Jensen Huang's Latest 30,000-Word Interview: I'm 63, I Hope to Die Peacefully While Working, Learning Every Day, I Don't Believe in Succession Plans

Big, provocative claims from a CEO at the center of the AI stack

Jensen Huang, founder and CEO of NVIDIA (英伟达), used a marathon conversation with Lex Fridman to make sweeping, sometimes controversial, pronouncements — chief among them that, from an economic perspective, "AGI" has already arrived. He framed the debate not as a philosophical exercise about human-like cognition but as a question of economic agency: AI systems can reportedly run businesses and generate large-scale value without human micro-management. It has been reported that Huang cited examples of AI agents operating online businesses that produced millions in revenue in short order.

Technical roadmap and strategic shifts

Huang laid out what he called four stages of scale — from pretraining expansion to fine-tuning, inference-time scaling and the current wave he dubs "agent expansion" — arguing that agents are the token-era "iPhone moment." He predicted a dramatic rise in people who can "program" — from tens of millions today to a potential billion — and described a fundamental shift in design thinking: the unit of computation is no longer a single GPU but an entire co-designed rack, full stack and data-centre system. That extreme systems-level approach explains NVIDIA's pivot from selling discrete cards to offering integrated PODs and infrastructure.

Management, trust and geopolitics

Huang was equally blunt on management: at 63 he says he keeps learning every day and "doesn't believe in succession plans," a stance he links to the distraction of anxiety rather than immortality. He also described a decades-long relationship with TSMC (台积电) — reportedly involving hundreds of billions of dollars of work over 30 years that grew on trust rather than formal contracts. These remarks land amid rising geopolitical friction: U.S. export controls and sanctions around advanced AI chips have real consequences for Chinese AI firms and for global supply chains that depend on NVIDIA GPUs and Taiwan's foundry capacity. How companies navigate trust-based relationships when policy risk is rising is now a central question for both Western and Chinese tech players.

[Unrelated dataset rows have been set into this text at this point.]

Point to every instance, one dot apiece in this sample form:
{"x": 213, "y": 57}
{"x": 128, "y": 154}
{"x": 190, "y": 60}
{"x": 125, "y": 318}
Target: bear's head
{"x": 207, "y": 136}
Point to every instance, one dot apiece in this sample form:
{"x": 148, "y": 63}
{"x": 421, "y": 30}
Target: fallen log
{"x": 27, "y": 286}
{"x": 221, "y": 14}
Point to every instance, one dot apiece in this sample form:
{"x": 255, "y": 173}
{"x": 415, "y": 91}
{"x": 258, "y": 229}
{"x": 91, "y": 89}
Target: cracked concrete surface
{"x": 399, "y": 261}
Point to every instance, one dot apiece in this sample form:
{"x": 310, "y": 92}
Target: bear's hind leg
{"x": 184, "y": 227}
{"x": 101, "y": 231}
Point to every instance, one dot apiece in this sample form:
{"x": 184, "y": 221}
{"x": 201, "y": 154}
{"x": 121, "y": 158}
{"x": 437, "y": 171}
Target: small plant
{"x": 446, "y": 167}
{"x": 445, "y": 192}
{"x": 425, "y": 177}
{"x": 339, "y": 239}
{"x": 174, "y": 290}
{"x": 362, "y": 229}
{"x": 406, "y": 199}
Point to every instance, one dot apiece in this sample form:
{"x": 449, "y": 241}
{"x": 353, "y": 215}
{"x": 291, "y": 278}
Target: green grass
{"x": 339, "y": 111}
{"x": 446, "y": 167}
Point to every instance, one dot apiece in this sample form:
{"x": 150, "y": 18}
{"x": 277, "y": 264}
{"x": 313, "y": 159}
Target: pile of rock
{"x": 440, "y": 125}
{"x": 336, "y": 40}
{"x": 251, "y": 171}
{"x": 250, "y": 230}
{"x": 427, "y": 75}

Why Western and Chinese audiences should pay attention

Huang is not merely bullish; he is shaping infrastructure, markets and the narratives that policymakers respond to. If AGI is framed as economic agency rather than a human-like mind, how should regulators, investors and major cloud customers react? For China — where domestic AI ambitions run hot and access to high-end accelerators is politically sensitive — Huang's ideas and NVIDIA's technical direction matter as much for strategy as they do for chip shipments. Whether one agrees with his conclusions or not, the interview is a reminder that the industry's technical architecture, corporate cultures and geopolitics are now tightly intertwined.